Monday, Debtember 28, 2020
Yet more adventures in profiling
While I'm now satisfied with the memory usaage, I'm starting to watching the CPU utilization and noticed with some dismay that it's quite high (even with the new HTML parser being faster overall). I started an instance a day ago (the 27TH), and it already has accumulated 27 minutes, 35 seconds of CPU time. As a contrast, the web server has only accumulated 37 seconds of CPU time since the 25TH.

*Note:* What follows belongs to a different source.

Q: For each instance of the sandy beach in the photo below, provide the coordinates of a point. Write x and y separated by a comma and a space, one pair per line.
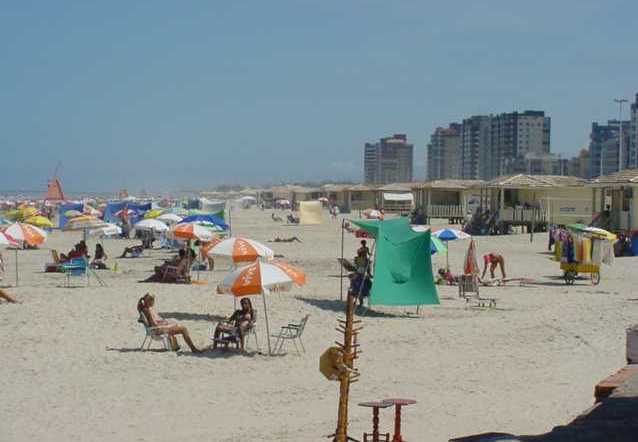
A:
72, 369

That's a large difference.
The server in question is written in Lua. I have another server written in Lua, and it has only accumulated 1 minute, 26 seconds since the 25TH.
There are two differences that might account for the discrepancy:
- one gets more requests than the other;
- one uses TLS, the other doesn't.
But to be sure, I need a controlled experiment. Since both servers basically do the same thing (mainly, serve up this blog via gopher and Gemini, and convert the HTML to text formats, thus the need for an HTML parser) it was easy enough generate a list of comparable requests for both, and profile the execution.
Unfortunately, profiling across shared objects doesn't necessarily work all that well (at least on Linux). I recompiled both Lua and all the Lua modules I use (at least the ones written in C) but it only showed the time spent in the main Lua VM and nowhere else.
I then spent the time constructing a self-contained executable (containing Lua, plus all the modules comprising the application) of port70 (the gopher server) and another one for GLV-1.12556 (the Gemini server). Pretty easy to do, if a bit tedious in tracking down all the modules to include in the executables. I didn't bother with any optimizations for these runs, as I'm trying to get a feel for where the time is spent.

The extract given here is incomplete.